Lapillicoccus jejuensis

Scientific classification
- Domain: Bacteria
- Kingdom: Bacillati
- Phylum: Actinomycetota
- Class: Actinomycetia
- Order: Micrococcales
- Family: Intrasporangiaceae
- Genus: Lapillicoccus Lee and Lee 2007
- Species: L. jejuensis
- Binomial name: Lapillicoccus jejuensis Lee and Lee 2007

= Lapillicoccus jejuensis =

- Authority: Lee and Lee 2007
- Parent authority: Lee and Lee 2007

Species of bacterium

Lapillicoccus jejuensis is a species of Gram positive, nonmotile, non-sporeforming bacteria. The bacteria are aerobic and mesophilic, and the cells are coccoid. The species was first described in 2007, and it was originally isolated a stone in Jeju, South Korea. The species name refers to the area (Jeju) from which it was first isolated.
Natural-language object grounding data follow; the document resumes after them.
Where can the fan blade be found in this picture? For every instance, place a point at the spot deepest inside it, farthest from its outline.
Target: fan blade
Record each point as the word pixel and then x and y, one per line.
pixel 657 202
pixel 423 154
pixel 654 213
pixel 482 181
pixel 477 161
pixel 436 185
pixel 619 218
L. jejuensis is the type species of genus Lapillicoccus, and is currently the only species in the genus.

The optimum growth temperature for Lapillicoccus jejuensis is 30 °C and can grow in the 20-37 °C range. The optimum pH is 7.1, and can grow in the 4.1-11.1 range. Cells form bright yellow-pigmented colonies on agar.